FDA approves first oral treatment for cats with a type of diabetes
The U.S. Food and Drug Administration (FDA) on Thursday approved Elanco Animal Health Inc's drug for cats with a type of diabetes, making it the first oral drug to be approved for the disease in animals. Bexacat helps improve glycemic control in otherwise healthy cats with diabetes mellitus not previously treated with insulin.
Exclusive-EU to propose delay to medical device law amid supply worries
The EU Health Commissioner will on Friday propose extending the deadline for companies to comply with a new law regulating medical devices, she told Reuters on Thursday as doctors warn the legislation is causing shortages of lifesaving equipment. Stella Kyriakides told Reuters that challenges in implementing the law were threatening supplies of critical devices, such as catheters used for surgeries on newborns with heart conditions.
Spread of cholera threatens eastern Congo camps of displaced persons
In a cholera treatment centre in eastern Democratic Republic of Congo, doctor Bishikwabo Irenge tries to coax a crying and struggling six-year-old boy to drink. The child's mother, Christine Nyiramahigwe, told Reuters she was forced to flee home during recent fighting between the Congolese army and the M23 rebel group in North Kivu province.

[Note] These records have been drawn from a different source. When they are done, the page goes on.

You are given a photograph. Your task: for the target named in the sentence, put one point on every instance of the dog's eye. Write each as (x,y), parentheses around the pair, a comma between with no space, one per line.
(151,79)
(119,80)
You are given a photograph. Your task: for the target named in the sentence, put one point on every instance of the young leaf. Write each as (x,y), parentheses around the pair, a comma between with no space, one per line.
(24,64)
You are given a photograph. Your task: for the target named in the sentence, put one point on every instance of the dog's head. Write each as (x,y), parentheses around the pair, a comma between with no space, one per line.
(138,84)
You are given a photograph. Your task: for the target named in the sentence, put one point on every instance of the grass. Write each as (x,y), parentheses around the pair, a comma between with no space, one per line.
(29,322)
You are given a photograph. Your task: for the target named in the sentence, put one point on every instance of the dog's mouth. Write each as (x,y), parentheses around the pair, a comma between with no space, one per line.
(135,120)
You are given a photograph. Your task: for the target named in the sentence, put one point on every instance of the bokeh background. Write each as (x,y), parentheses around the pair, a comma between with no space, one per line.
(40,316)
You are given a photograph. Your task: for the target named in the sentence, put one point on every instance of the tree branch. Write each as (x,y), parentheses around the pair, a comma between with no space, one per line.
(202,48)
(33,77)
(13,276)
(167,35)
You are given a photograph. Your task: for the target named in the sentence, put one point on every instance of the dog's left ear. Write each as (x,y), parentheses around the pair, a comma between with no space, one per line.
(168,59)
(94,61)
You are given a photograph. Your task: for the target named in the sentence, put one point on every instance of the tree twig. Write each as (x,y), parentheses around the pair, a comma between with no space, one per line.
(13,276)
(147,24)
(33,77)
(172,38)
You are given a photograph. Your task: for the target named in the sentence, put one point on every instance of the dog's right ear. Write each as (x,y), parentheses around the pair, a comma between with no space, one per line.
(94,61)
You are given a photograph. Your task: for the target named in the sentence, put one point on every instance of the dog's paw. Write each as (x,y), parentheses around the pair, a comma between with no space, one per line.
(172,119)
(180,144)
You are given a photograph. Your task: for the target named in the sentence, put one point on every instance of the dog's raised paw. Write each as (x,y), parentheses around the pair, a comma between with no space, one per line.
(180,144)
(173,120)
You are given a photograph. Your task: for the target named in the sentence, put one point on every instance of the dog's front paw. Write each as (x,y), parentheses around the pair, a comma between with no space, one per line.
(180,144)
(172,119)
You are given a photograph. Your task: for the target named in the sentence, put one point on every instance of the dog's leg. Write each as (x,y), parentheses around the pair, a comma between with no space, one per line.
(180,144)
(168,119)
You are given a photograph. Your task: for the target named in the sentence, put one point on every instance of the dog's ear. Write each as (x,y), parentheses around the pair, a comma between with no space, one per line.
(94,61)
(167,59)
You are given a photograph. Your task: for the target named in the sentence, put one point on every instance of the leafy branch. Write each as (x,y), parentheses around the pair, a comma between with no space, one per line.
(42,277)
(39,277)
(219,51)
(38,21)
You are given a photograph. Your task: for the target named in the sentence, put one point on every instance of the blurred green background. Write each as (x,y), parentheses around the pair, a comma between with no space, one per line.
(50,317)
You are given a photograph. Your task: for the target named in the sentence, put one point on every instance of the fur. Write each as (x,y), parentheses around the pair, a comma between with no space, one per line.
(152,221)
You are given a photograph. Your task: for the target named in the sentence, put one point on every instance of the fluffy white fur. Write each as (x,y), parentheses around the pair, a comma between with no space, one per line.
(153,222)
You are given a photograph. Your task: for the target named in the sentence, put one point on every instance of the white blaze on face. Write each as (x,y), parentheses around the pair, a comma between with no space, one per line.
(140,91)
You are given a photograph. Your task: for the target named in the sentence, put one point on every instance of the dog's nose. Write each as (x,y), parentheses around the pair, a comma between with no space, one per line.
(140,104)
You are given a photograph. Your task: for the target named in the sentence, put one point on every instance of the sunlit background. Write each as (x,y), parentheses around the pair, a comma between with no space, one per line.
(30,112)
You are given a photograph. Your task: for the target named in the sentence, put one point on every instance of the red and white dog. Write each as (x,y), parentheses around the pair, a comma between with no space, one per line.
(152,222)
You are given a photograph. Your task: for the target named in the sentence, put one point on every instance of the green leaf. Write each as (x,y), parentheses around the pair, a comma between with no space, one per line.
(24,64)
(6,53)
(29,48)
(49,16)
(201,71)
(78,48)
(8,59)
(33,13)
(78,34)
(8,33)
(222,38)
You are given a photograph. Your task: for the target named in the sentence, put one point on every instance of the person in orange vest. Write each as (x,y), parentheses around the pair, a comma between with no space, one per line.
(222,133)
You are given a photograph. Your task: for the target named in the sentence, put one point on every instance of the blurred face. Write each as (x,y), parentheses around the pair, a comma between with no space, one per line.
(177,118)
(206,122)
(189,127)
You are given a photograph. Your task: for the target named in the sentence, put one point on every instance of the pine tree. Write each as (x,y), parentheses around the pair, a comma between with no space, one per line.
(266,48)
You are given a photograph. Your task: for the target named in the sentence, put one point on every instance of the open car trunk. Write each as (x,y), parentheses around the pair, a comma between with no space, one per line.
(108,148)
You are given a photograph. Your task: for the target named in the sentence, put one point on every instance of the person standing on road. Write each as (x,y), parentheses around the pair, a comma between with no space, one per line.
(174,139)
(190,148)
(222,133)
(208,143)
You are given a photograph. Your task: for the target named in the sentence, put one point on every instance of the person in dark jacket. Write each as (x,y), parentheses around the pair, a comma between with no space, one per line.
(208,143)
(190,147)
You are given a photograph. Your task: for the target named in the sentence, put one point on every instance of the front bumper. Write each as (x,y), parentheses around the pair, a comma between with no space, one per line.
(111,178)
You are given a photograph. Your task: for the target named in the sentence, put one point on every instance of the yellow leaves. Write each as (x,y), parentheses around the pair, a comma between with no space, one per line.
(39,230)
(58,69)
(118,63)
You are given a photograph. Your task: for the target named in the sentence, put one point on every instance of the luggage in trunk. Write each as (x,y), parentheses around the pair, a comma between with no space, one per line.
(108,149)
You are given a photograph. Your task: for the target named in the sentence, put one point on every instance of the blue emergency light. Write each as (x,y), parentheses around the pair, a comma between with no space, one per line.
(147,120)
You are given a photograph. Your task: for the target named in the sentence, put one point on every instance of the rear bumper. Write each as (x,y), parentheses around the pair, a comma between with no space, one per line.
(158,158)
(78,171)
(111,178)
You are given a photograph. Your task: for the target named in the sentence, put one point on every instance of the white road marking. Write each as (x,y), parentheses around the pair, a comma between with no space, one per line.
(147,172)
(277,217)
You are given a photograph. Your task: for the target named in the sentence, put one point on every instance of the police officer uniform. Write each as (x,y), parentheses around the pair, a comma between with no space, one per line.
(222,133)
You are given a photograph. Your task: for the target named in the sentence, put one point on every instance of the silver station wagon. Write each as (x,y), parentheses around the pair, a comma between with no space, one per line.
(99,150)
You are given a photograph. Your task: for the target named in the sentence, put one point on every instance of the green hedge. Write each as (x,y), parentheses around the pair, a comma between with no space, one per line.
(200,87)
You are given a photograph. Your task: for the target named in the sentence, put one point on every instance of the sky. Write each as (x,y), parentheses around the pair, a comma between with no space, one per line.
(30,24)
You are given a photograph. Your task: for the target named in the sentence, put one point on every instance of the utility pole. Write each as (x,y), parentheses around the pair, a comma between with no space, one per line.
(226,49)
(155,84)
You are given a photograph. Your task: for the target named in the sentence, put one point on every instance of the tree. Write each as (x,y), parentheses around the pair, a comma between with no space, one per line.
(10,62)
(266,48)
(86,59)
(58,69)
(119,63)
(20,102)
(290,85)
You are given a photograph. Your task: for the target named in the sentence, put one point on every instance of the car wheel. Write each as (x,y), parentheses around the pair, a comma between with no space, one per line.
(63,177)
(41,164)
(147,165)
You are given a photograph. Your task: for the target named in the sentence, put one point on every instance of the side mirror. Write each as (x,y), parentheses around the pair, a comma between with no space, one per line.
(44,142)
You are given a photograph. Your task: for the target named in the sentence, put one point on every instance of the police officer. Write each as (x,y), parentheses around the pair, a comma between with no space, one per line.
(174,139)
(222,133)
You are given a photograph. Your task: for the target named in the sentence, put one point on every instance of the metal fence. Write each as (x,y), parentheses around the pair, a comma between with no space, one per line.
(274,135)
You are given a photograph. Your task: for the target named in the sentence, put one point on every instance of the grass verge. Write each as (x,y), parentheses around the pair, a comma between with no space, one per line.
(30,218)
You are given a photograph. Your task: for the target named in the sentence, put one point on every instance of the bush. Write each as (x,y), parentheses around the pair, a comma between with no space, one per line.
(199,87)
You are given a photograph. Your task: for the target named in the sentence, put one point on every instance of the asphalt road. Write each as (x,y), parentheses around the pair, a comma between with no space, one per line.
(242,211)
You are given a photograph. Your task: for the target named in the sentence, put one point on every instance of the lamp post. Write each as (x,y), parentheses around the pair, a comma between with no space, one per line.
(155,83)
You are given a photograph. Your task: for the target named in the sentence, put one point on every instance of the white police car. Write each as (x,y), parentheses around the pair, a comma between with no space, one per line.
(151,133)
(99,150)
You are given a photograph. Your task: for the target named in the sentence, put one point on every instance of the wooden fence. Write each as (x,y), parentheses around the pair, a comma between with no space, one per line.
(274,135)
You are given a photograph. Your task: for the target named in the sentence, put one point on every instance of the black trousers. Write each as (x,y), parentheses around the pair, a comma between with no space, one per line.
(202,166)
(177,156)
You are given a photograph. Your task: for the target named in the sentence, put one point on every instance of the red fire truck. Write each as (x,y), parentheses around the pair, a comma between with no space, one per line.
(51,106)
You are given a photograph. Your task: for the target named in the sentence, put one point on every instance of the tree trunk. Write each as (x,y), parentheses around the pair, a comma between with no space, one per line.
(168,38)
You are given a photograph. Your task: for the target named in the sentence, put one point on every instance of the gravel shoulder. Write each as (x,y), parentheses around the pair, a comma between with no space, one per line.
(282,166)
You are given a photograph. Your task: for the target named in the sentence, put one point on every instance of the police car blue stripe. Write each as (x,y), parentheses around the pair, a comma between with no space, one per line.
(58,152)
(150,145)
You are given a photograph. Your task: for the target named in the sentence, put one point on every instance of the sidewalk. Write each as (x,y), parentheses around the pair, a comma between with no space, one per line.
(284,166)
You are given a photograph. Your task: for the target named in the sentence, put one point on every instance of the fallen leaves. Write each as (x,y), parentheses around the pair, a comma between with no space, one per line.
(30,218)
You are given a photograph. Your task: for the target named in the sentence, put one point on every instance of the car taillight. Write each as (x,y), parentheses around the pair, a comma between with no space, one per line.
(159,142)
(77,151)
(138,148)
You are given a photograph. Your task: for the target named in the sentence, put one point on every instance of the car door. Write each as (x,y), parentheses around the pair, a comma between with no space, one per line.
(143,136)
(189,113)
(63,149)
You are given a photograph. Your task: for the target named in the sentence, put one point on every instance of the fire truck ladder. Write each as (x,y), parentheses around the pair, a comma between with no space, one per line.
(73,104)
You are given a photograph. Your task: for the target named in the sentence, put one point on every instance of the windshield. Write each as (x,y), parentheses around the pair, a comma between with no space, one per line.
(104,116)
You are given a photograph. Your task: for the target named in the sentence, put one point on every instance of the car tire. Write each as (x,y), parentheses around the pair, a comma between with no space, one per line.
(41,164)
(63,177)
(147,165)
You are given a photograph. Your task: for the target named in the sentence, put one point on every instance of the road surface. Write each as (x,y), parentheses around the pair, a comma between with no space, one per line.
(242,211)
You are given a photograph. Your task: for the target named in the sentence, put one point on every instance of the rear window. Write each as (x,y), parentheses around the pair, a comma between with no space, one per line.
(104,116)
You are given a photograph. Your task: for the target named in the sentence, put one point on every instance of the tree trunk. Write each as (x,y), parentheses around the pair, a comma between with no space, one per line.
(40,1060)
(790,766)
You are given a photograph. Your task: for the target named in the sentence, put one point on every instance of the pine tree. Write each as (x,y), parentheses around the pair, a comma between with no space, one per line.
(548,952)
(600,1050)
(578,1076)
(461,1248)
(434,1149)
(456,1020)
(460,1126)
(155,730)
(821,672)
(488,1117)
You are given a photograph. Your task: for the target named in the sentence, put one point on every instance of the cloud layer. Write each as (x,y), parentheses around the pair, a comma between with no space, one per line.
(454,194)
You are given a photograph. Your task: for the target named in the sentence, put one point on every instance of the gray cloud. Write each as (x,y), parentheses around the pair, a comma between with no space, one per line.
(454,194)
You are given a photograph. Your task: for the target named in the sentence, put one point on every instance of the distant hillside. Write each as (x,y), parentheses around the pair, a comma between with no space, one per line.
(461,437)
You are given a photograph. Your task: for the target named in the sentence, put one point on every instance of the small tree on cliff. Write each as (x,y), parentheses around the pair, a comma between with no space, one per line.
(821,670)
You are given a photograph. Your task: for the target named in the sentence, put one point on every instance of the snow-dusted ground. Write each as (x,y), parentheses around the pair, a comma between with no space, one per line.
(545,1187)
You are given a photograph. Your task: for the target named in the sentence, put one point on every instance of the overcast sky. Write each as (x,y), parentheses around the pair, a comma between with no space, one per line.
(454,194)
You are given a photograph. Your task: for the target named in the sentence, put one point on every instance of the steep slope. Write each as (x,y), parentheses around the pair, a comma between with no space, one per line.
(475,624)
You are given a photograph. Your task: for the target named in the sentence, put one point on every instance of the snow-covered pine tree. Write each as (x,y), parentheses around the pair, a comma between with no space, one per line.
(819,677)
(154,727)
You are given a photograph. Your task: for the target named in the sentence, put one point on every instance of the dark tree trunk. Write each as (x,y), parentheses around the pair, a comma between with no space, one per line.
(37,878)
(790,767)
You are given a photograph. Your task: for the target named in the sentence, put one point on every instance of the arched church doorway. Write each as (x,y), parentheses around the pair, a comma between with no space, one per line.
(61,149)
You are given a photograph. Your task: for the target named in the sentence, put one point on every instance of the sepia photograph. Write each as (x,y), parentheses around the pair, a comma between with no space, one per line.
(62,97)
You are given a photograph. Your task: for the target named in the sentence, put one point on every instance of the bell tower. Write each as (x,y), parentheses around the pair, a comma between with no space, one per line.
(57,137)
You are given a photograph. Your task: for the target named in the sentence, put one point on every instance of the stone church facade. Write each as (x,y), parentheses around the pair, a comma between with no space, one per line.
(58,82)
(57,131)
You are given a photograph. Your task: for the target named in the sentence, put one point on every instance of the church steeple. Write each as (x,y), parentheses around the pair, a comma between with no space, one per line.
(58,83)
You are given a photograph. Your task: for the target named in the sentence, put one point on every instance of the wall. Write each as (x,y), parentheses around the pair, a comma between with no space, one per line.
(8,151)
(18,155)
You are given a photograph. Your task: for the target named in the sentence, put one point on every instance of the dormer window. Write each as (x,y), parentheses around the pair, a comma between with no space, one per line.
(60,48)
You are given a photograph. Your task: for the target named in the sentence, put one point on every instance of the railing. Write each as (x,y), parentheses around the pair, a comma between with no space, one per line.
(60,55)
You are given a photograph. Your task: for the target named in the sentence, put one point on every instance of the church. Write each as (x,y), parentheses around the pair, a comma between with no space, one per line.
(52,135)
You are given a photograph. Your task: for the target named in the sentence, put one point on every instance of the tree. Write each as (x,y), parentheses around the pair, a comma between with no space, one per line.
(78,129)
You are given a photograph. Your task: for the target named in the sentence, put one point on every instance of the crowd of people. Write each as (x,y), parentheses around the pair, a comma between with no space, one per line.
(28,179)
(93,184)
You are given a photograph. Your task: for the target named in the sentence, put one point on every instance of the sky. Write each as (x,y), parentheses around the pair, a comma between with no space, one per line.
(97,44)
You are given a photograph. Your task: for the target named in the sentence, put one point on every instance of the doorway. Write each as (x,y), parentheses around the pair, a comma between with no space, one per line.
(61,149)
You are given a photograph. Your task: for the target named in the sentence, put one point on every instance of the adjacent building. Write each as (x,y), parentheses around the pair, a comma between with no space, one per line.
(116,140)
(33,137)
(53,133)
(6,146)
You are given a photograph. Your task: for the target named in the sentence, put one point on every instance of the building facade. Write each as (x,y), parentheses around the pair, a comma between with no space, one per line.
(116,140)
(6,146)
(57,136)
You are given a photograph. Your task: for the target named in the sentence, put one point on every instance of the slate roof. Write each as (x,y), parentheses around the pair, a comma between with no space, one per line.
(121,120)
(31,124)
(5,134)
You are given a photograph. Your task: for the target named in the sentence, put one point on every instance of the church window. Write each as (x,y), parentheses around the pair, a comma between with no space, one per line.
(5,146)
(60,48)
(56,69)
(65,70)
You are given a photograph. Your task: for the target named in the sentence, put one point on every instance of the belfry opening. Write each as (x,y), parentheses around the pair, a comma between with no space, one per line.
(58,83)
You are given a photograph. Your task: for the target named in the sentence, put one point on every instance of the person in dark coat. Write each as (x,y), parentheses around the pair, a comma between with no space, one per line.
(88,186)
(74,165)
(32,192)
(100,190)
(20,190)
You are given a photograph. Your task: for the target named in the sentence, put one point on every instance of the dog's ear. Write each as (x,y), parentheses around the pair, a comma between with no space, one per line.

At start of WHO talks on pandemic pact, developing countries seek fairness
Developing nations are lobbying for fairer access to treatments than they got during COVID-19 as global talks begin on drafting new health rules for combating pandemics. But they worry that the odds of a favourable outcome from a scheduled 18 months of negotiations at the World Health Organization (WHO) are already stacked against them, as they lack the negotiating firepower of wealthier countries.
U.S. FDA authorizes bivalent COVID shots for kids as young as 6 months old
The U.S. health regulator has authorized COVID-19 shots from Moderna and Pfizer and its partner BioNTech that target both the original coronavirus and Omicron sub-variants for use in children as young as 6 months of age. The amended authorization on Thursday from the Food and Drug Administration allows use of Moderna's bivalent shot as a booster in children 6 months through 5 years of age, two months after their initial vaccination.